These parameters determine the score of an alignment. They include
substitution scores and gap penalties. These are distinct from
heuristic parameters, which
control fast but approximate methods for finding the alignment with
the highest score. Ideally, changing heuristic parameters would not
change the reported alignment (because the best alignment would
always be found). By contrast, changing alignment scoring
parameters will tend to change the alignment, e.g. increasing gap
penalties will reduce the number of gaps.
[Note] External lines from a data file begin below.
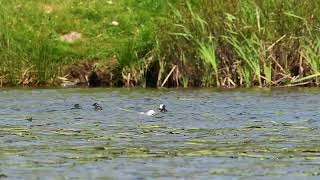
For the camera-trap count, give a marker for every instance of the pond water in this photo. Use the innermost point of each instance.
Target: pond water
(206, 134)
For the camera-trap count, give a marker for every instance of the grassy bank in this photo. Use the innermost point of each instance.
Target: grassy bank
(153, 43)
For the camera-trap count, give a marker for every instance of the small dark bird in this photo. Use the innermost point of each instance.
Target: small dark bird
(97, 107)
(162, 108)
(76, 106)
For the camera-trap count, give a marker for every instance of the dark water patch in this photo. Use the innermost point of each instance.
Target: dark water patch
(205, 134)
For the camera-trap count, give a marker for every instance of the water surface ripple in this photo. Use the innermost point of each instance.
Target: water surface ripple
(206, 134)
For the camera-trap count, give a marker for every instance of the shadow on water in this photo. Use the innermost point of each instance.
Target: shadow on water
(205, 134)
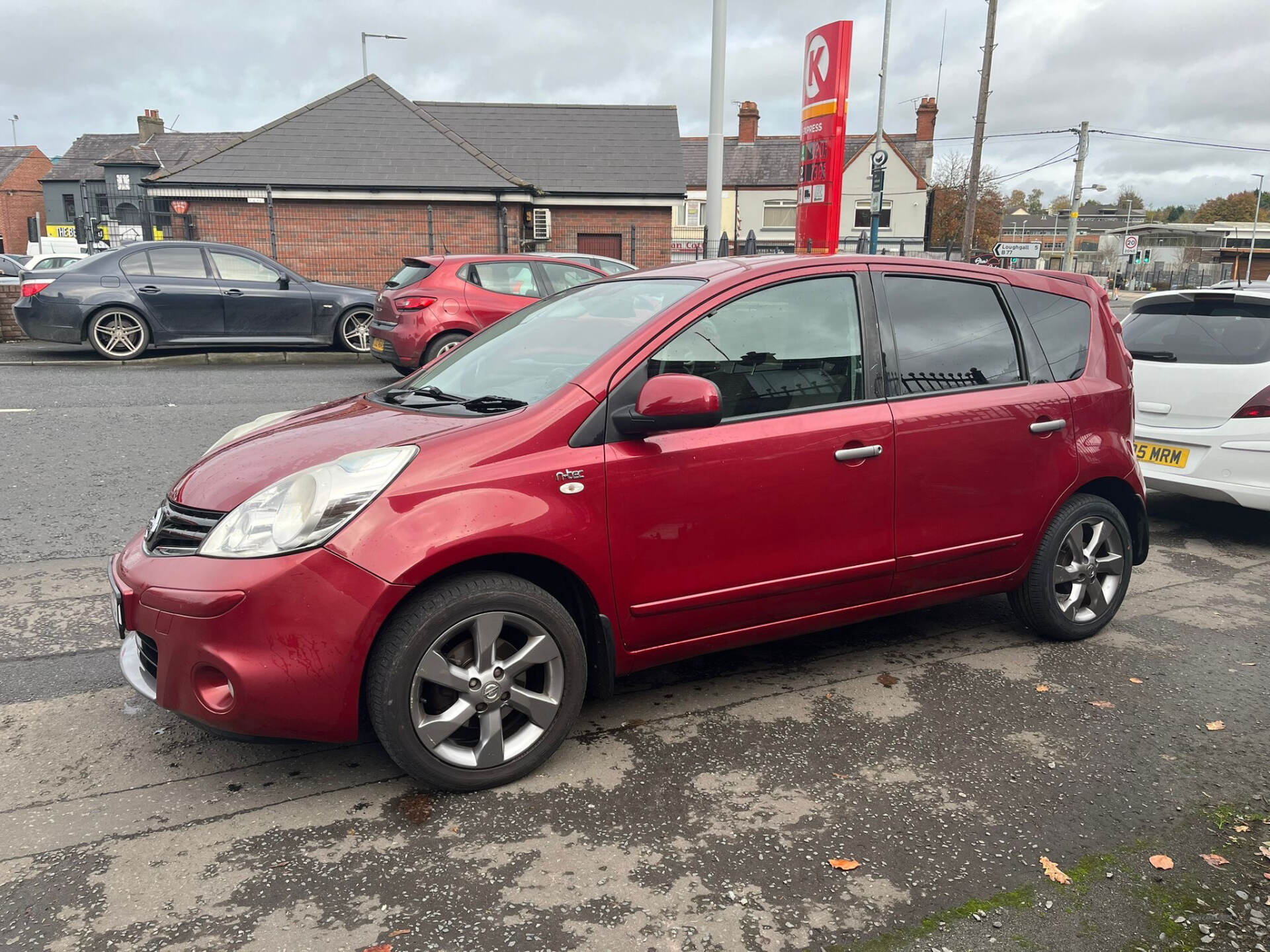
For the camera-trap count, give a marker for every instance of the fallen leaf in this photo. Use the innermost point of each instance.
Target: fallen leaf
(1053, 873)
All scoring parameters
are floating-point values and may be specified as integers or real
numbers.
If local alignment parameters are changed,
then the Karlin-Altschul K and
Lambda parameters must also be changed in order to get correct
E-values.
Option |
Local/Global
Protein/Nucleotide |
Default |
Description |
‑lopen |
L PN |
10.0 |
Local gap open |
‑lext |
L PN |
1.0 |
Local gap extend |
‑match |
L N |
+1.0 |
Match score |
‑mismatch |
L N |
-2.0 |
Mismatch score |
‑matrix filename |
LG PN |
BLOSUM62 (aa)
+1/-2 (nt) |
Substitution matrix in NCBI BLAST format. See BLOSUM62 for an example. |
Gap penalties for global
alignments With global alignments, gap penalties are
specified using the ‑gapopen and ‑gapext options. Up to 12 separate
penalties can be specified: all combinations of query / target,
left / interior / terminal, and open / extend can be assigned
different penalties.
Default penalties are shown
in the following table.
Penalty |
|
Default |
Interior gap open |
|
10.0 nucleotides, 17.0 proteins |
End gap open |
|
1.0 |
Interior gap extend |
|
1.0 |
End gap extend |
|
0.5 |
The nucleotide defaults would
be set using these options:
-gapopen 10.0I/1.0E
-gapext 1.0I/0.5E
A numerical value for a penalty is optionally followed by one or
more letters that specify particular types of gap. Here, "10.0I"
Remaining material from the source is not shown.